Animal shelter has pride in taking in all animals

Andrea Altman

The animals at Ames Animal Shelter receive more than 17,516 visitors a year – and it’s hard for the visitors to leave empty-handed.

Adopting a pet can provide many advantages for a person, if the owner is willing to care for it properly.

Although one of the shelter’s goals is to make adoptions possible to as many people as possible, Lorna Lavender, director of the animal control and shelter, said owners must be informed to ensure success.

“The human-animal relationship is real,” she said. “Our society has advanced so we’re less dependent on animals for [tasks] but more for companionship.”

When owners are uninformed or the pets are neglected, the pets often run away, causing problems for everyone in the community, she said.

“While we encourage adoption of pets, not being a pet owner isn’t necessarily bad,” Lavender said. “It’s far worse to have a neglected pet.”

There are about 20 dogs for every human in the United States, she said.

That astonishing number reveals a problem – too many pets and not enough homes for them.

According to the Animal Protection Society of Iowa, if two uncontrolled breeding cats produced two litters each year, with only 2.8 kittens surviving per litter, there would be a total of 12,680 cats in five years from only the original two cats. By the ninth year, the numbers would hit 13,958,290.

The shelter officials circulate newsletters, operate a Web site and give public and televised talks to educate the public, Lavender said. Making the public more compliant with spaying and neutering would help curb the reproduction problem, she said.

“Education is very important in this line of work,” Lavender said. “When people realize that they are part of the problems, good people want to help.”

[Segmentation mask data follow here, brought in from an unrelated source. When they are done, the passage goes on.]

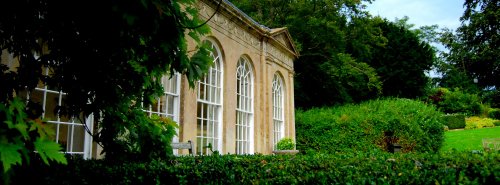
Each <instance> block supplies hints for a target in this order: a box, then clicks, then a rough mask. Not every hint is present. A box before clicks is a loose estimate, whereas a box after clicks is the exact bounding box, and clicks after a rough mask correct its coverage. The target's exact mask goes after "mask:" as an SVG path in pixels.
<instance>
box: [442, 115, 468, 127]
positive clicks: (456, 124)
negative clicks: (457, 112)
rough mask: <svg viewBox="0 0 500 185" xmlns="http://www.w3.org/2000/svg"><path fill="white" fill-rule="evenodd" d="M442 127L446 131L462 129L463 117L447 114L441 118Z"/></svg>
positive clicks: (464, 121)
mask: <svg viewBox="0 0 500 185" xmlns="http://www.w3.org/2000/svg"><path fill="white" fill-rule="evenodd" d="M443 123H444V125H446V126H448V129H463V128H465V115H463V114H449V115H444V116H443Z"/></svg>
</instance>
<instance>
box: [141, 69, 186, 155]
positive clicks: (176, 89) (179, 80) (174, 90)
mask: <svg viewBox="0 0 500 185" xmlns="http://www.w3.org/2000/svg"><path fill="white" fill-rule="evenodd" d="M161 85H162V87H163V95H162V96H160V97H158V98H156V102H157V103H156V106H155V107H153V105H149V106H148V107H147V108H145V109H143V110H144V112H146V113H147V114H148V115H149V116H152V115H153V114H154V115H157V116H160V117H168V118H170V119H172V120H173V121H175V122H176V123H178V124H179V120H180V118H179V115H180V101H181V100H180V97H181V74H180V73H177V72H176V73H174V74H173V75H172V76H169V75H165V76H163V77H162V78H161ZM162 100H163V101H162ZM170 101H172V102H170ZM143 107H144V105H143ZM169 110H171V112H169ZM175 133H176V135H175V136H174V138H173V139H172V142H179V129H178V128H176V129H175ZM173 152H174V155H177V154H179V150H178V149H174V150H173Z"/></svg>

Ames Animal Shelter, located at 325 Billy Sunday Road, has been in existence for more than 30 years, she said. Shelter officials pride themselves in taking in every animal, regardless of adoptability.

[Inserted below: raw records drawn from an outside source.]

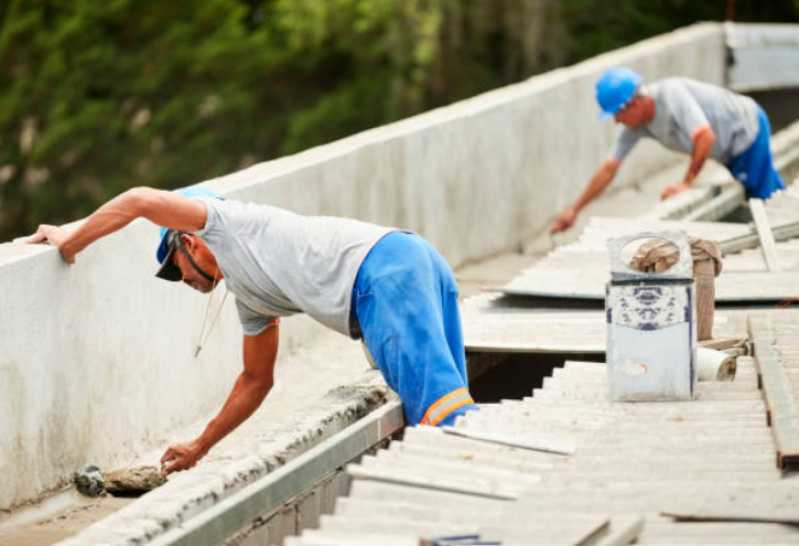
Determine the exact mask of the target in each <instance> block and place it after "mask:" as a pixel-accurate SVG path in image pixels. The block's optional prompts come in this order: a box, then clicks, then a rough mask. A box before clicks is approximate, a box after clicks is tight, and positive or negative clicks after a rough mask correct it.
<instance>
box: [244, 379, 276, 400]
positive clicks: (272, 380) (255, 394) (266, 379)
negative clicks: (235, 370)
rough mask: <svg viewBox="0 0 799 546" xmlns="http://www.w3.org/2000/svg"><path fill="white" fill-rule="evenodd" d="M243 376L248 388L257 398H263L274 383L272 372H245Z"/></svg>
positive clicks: (253, 394) (273, 379)
mask: <svg viewBox="0 0 799 546" xmlns="http://www.w3.org/2000/svg"><path fill="white" fill-rule="evenodd" d="M243 378H244V381H245V382H246V383H247V387H248V390H249V391H250V392H252V393H253V395H254V396H256V397H259V398H263V397H265V396H266V395H267V394H269V391H271V390H272V386H273V385H274V377H273V376H272V374H267V373H262V374H253V373H245V374H244V375H243Z"/></svg>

While some facilities are “no-kill” shelters – meaning that they don’t put any adoptable animals to sleep – they are limited in space and also have to refuse street strays, Lavender said.

The Ames Animal Shelter, however, accepts all animals and puts to sleep only the badly-injured, dangerous or behaviorally-unsound animals, she said.

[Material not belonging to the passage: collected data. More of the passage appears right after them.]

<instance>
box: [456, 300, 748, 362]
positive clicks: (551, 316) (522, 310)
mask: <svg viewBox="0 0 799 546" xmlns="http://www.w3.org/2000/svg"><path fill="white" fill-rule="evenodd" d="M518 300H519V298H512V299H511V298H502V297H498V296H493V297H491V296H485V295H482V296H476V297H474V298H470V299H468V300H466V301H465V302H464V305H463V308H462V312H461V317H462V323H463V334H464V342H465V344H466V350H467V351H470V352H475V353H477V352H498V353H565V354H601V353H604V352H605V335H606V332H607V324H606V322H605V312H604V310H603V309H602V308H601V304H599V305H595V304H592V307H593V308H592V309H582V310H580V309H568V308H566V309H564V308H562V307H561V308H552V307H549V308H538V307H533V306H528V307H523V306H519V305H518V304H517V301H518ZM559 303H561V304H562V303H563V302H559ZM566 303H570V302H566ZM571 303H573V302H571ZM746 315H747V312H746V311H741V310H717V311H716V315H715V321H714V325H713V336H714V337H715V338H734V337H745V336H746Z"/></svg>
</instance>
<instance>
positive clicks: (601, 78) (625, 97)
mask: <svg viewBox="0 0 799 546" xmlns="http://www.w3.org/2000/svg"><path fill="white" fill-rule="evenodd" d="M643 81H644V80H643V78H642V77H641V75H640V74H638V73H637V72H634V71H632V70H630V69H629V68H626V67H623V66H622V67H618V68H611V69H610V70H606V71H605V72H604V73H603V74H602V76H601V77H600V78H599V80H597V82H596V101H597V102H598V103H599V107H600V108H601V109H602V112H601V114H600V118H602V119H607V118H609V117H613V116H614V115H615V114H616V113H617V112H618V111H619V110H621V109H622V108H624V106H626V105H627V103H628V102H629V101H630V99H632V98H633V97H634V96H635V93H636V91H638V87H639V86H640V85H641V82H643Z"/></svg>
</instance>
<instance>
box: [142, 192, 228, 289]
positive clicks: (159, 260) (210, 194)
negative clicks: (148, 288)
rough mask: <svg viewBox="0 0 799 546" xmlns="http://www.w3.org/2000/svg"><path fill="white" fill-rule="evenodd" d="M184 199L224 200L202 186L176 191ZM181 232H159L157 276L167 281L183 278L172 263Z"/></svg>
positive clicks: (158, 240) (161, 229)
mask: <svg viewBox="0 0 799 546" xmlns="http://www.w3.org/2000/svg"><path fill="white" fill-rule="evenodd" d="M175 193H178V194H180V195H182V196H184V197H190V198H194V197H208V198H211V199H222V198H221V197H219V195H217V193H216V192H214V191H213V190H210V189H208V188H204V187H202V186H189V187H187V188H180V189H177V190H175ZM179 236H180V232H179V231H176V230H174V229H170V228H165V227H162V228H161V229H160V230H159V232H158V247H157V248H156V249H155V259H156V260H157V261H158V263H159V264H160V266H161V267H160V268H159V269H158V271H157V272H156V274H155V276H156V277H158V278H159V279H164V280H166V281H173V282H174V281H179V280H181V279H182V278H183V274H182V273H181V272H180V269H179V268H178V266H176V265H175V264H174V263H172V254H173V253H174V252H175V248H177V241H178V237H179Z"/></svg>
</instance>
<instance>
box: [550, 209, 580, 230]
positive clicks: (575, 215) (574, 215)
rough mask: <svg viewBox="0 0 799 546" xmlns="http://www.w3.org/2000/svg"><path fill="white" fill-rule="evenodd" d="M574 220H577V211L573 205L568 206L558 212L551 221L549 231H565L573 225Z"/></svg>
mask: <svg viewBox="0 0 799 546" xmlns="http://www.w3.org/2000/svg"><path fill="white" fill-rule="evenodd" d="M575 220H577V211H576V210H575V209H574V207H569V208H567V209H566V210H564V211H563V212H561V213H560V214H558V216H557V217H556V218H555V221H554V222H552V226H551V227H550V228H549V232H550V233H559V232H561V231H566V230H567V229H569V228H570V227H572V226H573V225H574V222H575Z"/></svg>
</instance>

For Lavender, being able to say the shelter doesn’t destroy animals is not as important as the safety of others in the area.

“It’s more important to take something off the street before it reproduces or hurts someone,” she said.

The facility also is unique because of its practice of euthanasia – humanely putting an animal to sleep, Lavender said. They put to sleep about 10 percent of animals in 2001, she said.

To adopt a pet, one must fill out an application and sign a contract. Spaying is enforced and the adopter pays nominal fees for the preparation of the animal to be taken home.

Lavender said they have denied applications before.

“In one case, the [applicant] had a history of many pets lost in a short period of time, yet there were no records of them with the police,” she said.

Sometimes people are so set on adopting a pet that they don’t listen to care instructions for animals, Lavender said.

“We just hope that the message sinks in,” she said.

The workers at the shelter strongly discourage impulse adoptions, Lavender said, so potential owners can spend time with the animals and prepare for them.

Shopping for the pet and preparing a family, if applicable, would be necessary before bringing a pet home, she said.

“Owning a pet is a lifetime commitment,” Lavender said. “You have to keep in mind, do you have time to provide the pet with care, spaying, veterinary visits and so forth.

“But we’ve had terrific adopters and large numbers of success.”